İçimde bir korku vardı. Cidden neden bunları ben yaşamak zorundaydım ki. O adam kim di mesela? Neden rüyamda gördüm? Kafam da daha ne sorular vardı. Şuan okulda öğle yemeği için kantine inmiştik. Of'layıp önümdeki tostu yemeğe devam ettim. O gün kantinde üstüme gittiğim kızın adı Esin'miş çok güzel bir kız. Yunus'lada bu aralar yakınlar gözümden kaçmadı değil. Kızdan özür dilemiştim oda beni anlayışla karşılayıp önemli olmadığını söylemişti. Kıza kanım ısınmıştı. Artık oda çetedendi. Demir'le aramız biraz daha iyiydi. Yani iyiydi işte. Onu gördüğümde heyecan oluşması dışında herşey kontrol altındaydı. Okullar yarın ara tatile giriyordu. Zil çaldığında sınıfa doğru adımladım. Ders Demir'e ydi. Hemen sınıfa çıkıp sıralarımıza oturduk. Esin Yunus'la oturuyordu. Ömer için bizim arkamıza ayrı bir masa getirmiştik. Didem bize dönüp.
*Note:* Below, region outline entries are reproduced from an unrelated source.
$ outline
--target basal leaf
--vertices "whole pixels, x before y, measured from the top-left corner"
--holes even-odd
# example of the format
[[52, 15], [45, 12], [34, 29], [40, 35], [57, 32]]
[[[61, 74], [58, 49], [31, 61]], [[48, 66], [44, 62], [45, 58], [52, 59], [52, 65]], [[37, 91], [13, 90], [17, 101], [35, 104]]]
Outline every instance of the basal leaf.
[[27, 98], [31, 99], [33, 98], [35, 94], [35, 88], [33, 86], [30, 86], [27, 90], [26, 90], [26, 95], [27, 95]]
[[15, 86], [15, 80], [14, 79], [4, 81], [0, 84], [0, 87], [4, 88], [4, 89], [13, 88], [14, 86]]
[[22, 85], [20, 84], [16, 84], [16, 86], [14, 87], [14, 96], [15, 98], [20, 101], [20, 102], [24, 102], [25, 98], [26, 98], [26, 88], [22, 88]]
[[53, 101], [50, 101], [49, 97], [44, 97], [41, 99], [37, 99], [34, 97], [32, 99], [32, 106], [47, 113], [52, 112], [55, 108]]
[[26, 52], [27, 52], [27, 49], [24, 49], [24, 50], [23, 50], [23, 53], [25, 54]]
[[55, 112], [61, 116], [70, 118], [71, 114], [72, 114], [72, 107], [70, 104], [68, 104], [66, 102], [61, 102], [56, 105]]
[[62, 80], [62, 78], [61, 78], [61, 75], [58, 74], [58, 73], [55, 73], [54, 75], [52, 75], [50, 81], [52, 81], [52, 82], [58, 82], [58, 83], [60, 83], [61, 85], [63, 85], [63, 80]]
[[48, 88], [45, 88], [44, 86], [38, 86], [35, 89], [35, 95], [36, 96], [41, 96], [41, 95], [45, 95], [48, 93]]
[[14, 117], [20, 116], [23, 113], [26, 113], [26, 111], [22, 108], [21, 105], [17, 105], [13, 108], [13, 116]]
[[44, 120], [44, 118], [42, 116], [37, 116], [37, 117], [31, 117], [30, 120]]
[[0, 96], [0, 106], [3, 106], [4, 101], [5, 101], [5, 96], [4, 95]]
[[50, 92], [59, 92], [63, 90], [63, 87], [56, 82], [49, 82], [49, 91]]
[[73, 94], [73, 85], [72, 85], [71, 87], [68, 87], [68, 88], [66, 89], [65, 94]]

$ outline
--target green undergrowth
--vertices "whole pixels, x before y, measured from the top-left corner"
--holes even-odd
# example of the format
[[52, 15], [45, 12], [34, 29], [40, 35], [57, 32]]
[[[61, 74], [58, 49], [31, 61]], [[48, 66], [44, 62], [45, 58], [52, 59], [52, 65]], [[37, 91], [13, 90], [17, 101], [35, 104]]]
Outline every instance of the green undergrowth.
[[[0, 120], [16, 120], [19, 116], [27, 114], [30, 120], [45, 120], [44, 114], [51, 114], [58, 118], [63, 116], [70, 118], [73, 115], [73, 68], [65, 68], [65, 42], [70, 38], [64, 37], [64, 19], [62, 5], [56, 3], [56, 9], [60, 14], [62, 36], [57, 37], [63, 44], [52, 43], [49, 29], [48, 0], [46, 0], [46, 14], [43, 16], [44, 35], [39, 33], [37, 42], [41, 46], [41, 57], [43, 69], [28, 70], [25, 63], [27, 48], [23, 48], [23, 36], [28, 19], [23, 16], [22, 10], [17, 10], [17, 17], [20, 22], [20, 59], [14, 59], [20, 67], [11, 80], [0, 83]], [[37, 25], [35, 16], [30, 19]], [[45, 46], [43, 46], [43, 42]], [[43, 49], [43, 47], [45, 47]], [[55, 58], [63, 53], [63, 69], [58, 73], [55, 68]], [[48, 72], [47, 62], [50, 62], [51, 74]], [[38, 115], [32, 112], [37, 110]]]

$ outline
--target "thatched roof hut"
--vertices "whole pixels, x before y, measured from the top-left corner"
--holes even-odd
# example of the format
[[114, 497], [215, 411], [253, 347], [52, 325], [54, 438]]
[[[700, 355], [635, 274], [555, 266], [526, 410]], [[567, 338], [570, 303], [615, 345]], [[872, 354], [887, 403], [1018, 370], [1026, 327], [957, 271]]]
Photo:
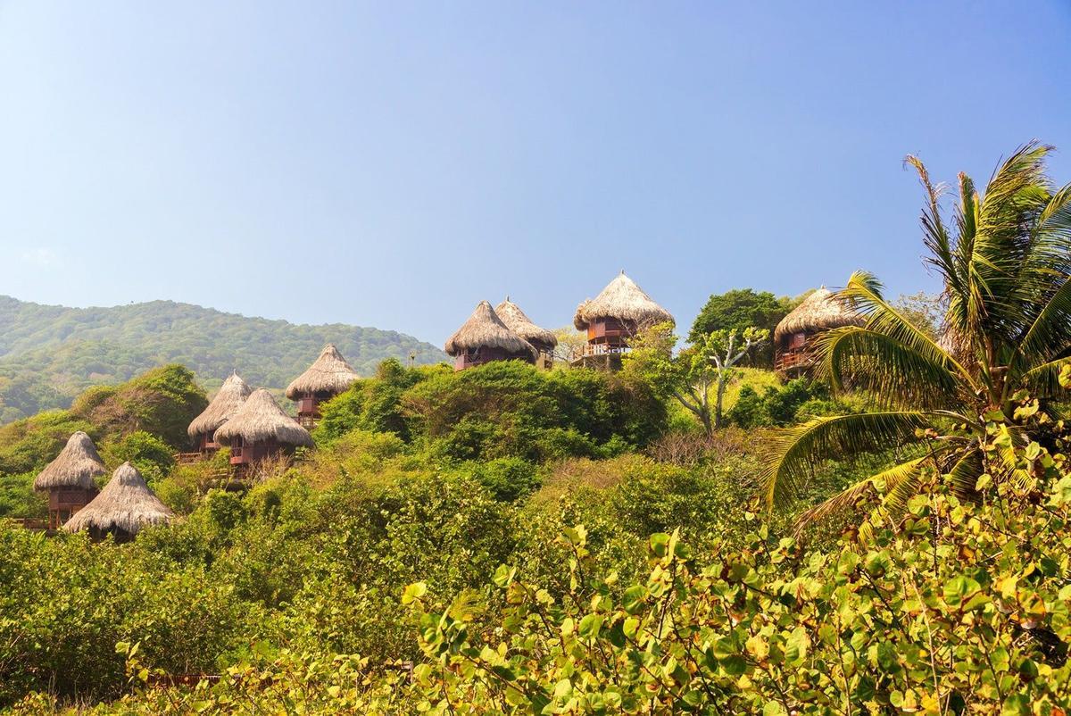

"kanka çıkışta avm'ye gidelim mi?" dedi. Biz hepimiz onayladık ve sınıfın kapısı açıldı. İçeri tüm yakışıklılığı ile Demir girdi. Derin bir iç çektim. Sonra yaptığımın farkına varıp kendimi toparladım ve hemen ayağa kalktım. Selamlaşma faslı bitince Demir bana bakıp göz kırptı.

Bana.

Göz.

Kırptı.

Kalbim göğüs kafesimi zorluyordu. Nefes alış verilerim hızlanmıştı. Bende istemsizce ona gülümsedim. Ve yedirme oturdum. Tüm yavşaklılığı ile Berrin konuştu.

" nasılsınız hocağğam" ya ben bu kızı cidden yolarım.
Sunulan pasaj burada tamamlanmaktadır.